When we allow what we do, to shape who we are, it is dangerous territory we are venturing into and yet we have little control over it. The psychology of the culture we inhabit daily seeps into our consciousness which forms our view of life and idea of self. We carry that psychology with us into our personal lives and relationships. The danger here is that although influenced, our outlook feels natural to us when it is anything but that.
Sometimes all it takes is a chance encounter with an individual or an event or a place that is very different and new from the one you are accustomed to and voila! Layers of conditioning and becoming peel off to expose the ‘you’ who was before the ‘you’ who became.
A few days ago, at a birthday party, a mother who had only just made my acquaintance asked me one of the worst cookie-cutter questions. A question that perhaps I am guilty of asking too in the past.
‘So, what do you do?’
This question assumes an awful lot of things. It attaches a person’s identity to a job instead of attaching a job to a person’s bigger and evolving identity. Akin to that annoyingly boring question we often ask children. ‘So, what do you want to be when you grow up?’
I wanted to ask her if she had the time, patience and inclination to hear me go through a laundry list of things I do throughout the day. Whether she would judge me if I told her that I am a stay-at-home-mom who keeps a quivering toe in the workforce because she is struggling to come to terms with her constantly evolving self. Basically, I wanted to request her to stop asking such a question or come up with a better one if she was genuinely curious.
Instead, I answered her question and asked her one in return.
‘What do you like doing with your time?’
She paused for a while.
‘I cook. I love cooking!’ She beamed at me.
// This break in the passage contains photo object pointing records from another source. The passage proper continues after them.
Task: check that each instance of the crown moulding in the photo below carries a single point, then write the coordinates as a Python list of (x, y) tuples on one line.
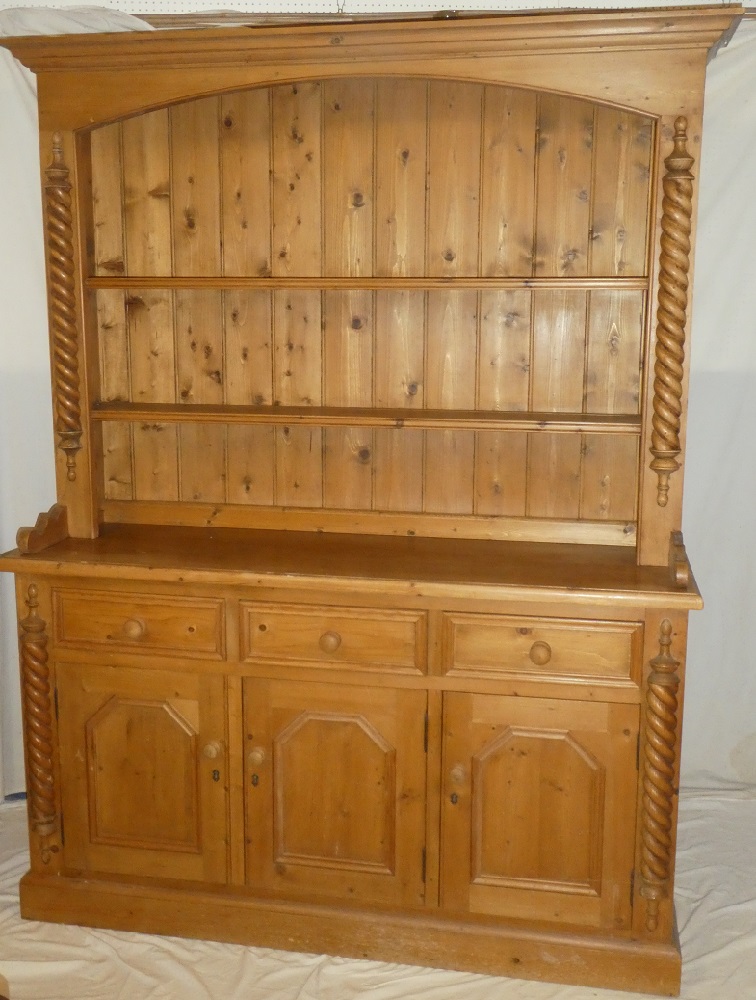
[(461, 37)]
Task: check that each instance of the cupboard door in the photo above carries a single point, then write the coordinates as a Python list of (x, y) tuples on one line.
[(335, 791), (144, 773), (538, 808)]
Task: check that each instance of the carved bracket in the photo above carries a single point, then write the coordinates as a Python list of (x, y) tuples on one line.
[(35, 676), (51, 527), (679, 567), (674, 264), (659, 776), (60, 252)]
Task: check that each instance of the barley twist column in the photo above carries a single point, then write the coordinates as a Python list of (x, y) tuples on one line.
[(35, 676), (659, 776), (59, 233), (674, 264)]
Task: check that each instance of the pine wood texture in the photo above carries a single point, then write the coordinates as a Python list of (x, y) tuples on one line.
[(360, 623), (441, 358)]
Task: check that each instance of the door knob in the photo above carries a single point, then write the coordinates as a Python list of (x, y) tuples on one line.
[(212, 749)]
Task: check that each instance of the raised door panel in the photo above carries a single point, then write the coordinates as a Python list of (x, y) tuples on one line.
[(538, 809), (144, 772), (335, 791)]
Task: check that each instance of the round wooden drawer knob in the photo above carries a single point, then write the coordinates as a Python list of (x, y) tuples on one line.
[(540, 653), (212, 749), (458, 774), (134, 628), (330, 642)]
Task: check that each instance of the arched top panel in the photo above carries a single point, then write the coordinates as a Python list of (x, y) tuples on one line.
[(361, 177)]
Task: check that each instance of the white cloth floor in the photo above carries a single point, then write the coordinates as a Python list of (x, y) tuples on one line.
[(716, 906)]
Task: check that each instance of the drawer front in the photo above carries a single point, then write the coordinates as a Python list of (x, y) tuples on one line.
[(331, 636), (487, 645), (141, 623)]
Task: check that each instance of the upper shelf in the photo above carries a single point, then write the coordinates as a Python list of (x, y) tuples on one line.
[(363, 283)]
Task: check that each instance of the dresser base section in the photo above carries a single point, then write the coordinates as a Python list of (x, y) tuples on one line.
[(416, 939)]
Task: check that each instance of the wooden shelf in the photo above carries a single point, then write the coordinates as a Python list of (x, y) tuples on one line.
[(347, 416), (372, 283)]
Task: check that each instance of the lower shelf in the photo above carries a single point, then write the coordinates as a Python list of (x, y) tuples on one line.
[(416, 939)]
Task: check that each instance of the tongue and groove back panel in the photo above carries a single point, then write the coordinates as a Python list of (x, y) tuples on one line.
[(366, 297)]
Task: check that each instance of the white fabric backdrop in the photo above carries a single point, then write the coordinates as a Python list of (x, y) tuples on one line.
[(720, 526)]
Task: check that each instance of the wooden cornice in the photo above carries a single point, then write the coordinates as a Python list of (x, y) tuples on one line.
[(356, 41), (650, 62)]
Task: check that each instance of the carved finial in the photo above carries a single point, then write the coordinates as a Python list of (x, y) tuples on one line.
[(38, 722), (674, 264), (63, 323), (658, 776)]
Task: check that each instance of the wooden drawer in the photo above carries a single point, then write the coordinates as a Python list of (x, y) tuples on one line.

I could see that she really loved cooking because her eyes gave away more than those three words (I love cooking) could ever express.
‘Wow! I am not much of cook but I like to eat.’ I said with a wink.
From thereon, the conversation went places.
From culinary snippets to kitchen hacks. From how she makes the perfect potato gratin to how I make a mean Maggi. From Julie and Julia to The Hundred-Foot Journey. We got so involved with our intermingling worlds that we lost track of time and of where our children were at.
I went home that day and tried her potato gratin recipe. Called her soon after to let her know that it turned out rich, creamy, sapid and by far the most perfect potato gratin I have had.
She was ecstatic and then she said. ‘You know I don’t usually talk about my cooking skills because it is kind of a given when you are a housewife but when you asked me what I liked doing with my time, I couldn’t resist telling you.’
The realization dawned on me that our conversation would have happened very differently had I asked her the same question she asked me. Somewhat like this maybe.
‘… and what about you? What do you do?’
‘Oh, I am just a housewife.’
– The End –
Being a housewife is a job too but if you let that define you then everything that is intrinsically you will take a backseat.
Turn off the autopilot. It is only for when you are dead.